Open carry vs concealed carry


----------



## DallanC (Jan 13, 2009)

Haha no kidding. Open carry = being a target. CC and just assume everyone else is too.

-DallanC


----------



## Bax* (Dec 14, 2008)

If my dogs are any indicator - they dont give a crap about open or concealed carry. They just wanna mess with those weird looking cats they found.


----------



## AF CYN (Mar 19, 2009)

Good one, Bowgy!


----------



## Lone_Hunter (Oct 25, 2017)

Time and place for both, City = concealed, mountains = open. 

Honestly, someone carrying openly in the city isn't a normal sight to see unless your also wearing a badge. You really do set yourself up as a target. 

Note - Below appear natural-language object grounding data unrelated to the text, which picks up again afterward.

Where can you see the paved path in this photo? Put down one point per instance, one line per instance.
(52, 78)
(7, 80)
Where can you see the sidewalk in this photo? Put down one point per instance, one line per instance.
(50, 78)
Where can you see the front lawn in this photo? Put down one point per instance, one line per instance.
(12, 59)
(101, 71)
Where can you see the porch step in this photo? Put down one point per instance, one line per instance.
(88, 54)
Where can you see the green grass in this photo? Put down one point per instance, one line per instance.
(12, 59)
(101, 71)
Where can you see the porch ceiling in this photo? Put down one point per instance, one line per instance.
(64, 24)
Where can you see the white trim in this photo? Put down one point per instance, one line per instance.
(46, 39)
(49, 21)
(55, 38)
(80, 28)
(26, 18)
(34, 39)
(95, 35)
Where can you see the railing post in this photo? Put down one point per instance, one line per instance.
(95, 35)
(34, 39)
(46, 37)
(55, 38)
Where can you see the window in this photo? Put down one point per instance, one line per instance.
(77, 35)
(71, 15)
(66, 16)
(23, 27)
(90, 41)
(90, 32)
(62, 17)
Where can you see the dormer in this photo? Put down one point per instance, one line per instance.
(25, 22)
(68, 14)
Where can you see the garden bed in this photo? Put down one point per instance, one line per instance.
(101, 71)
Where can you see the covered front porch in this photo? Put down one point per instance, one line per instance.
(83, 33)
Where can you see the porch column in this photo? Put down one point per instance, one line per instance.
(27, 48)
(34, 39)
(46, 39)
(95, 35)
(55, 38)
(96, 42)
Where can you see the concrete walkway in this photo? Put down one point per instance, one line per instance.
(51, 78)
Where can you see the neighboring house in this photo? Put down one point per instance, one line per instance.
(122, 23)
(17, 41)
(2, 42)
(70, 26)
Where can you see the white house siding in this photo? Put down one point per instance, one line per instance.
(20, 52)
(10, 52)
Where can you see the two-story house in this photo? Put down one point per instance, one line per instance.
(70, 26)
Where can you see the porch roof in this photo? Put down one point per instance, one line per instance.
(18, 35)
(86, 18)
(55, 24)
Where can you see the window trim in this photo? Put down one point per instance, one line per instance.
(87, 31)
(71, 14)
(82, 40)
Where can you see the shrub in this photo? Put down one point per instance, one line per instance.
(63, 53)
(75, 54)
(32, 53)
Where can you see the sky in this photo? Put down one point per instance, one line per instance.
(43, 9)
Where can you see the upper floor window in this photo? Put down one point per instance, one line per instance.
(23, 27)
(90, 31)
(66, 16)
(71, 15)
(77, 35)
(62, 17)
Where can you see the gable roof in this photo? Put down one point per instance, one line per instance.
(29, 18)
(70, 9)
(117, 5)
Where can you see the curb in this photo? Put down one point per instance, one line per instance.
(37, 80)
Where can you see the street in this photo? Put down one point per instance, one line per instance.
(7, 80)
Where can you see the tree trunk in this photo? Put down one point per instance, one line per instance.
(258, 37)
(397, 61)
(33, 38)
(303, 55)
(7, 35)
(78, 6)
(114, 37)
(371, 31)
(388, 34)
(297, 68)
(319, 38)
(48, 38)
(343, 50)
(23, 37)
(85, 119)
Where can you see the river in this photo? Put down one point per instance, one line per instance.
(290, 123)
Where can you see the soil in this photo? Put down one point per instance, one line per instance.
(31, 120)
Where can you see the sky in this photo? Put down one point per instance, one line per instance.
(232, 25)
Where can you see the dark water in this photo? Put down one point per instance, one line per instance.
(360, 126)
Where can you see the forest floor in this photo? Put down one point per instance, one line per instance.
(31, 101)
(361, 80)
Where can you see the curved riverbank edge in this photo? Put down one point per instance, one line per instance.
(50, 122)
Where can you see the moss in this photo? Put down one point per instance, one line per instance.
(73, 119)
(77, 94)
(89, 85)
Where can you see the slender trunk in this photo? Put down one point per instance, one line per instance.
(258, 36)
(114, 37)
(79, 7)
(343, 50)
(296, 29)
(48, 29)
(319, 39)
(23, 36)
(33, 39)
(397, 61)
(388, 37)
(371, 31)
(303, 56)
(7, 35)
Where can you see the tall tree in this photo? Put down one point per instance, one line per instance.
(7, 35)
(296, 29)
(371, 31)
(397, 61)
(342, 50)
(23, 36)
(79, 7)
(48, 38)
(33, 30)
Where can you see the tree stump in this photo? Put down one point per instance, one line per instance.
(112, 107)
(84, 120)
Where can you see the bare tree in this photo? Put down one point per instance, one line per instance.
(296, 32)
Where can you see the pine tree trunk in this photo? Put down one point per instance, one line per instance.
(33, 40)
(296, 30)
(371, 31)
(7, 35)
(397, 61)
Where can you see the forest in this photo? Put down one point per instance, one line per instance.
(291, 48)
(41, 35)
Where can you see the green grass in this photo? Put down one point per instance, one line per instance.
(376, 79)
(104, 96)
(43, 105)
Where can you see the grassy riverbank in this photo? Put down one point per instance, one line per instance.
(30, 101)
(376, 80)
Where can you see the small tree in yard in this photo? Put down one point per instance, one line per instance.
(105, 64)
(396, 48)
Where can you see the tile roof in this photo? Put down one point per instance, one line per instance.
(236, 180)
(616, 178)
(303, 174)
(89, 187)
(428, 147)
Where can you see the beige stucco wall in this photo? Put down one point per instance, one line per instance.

Mountains, its fairly normal to see an openly carried handgun. If your by yourself, you set yourself up as NOT being a target.

Personally in the mountains, I notice more on *how *folks are carrying then *what *their carrying..


----------



## Vanilla (Dec 11, 2009)

Looks like someone missed that joke! Good stuff, Bowgy. That gave me a chuckle.


----------



## willfish4food (Jul 14, 2009)

That concealed carry is printing pretty badly though. He's not fooling anybody.


----------



## Bax* (Dec 14, 2008)

willfish4food said:


> That concealed carry is printing pretty badly though. He's not fooling anybody.


He’s basically flashing gang colors. You know he’s packin


----------



## Lone_Hunter (Oct 25, 2017)

Vanilla said:


> Looks like someone missed that joke! Good stuff, Bowgy. That gave me a chuckle.


Guess so, I didn't realize this was the humor section.


----------



## DreadedBowHunter (Sep 22, 2021)

I open and concealed carry at the same time so if I’m ever disarmed they got another thing coming. I OC a 1911 .45acp and tuck a Glock26 appendix carry, my family is Safe and they know they never have to worry. My 3 year old son says “If a bad guy comes daddy will shoot him” 😎


----------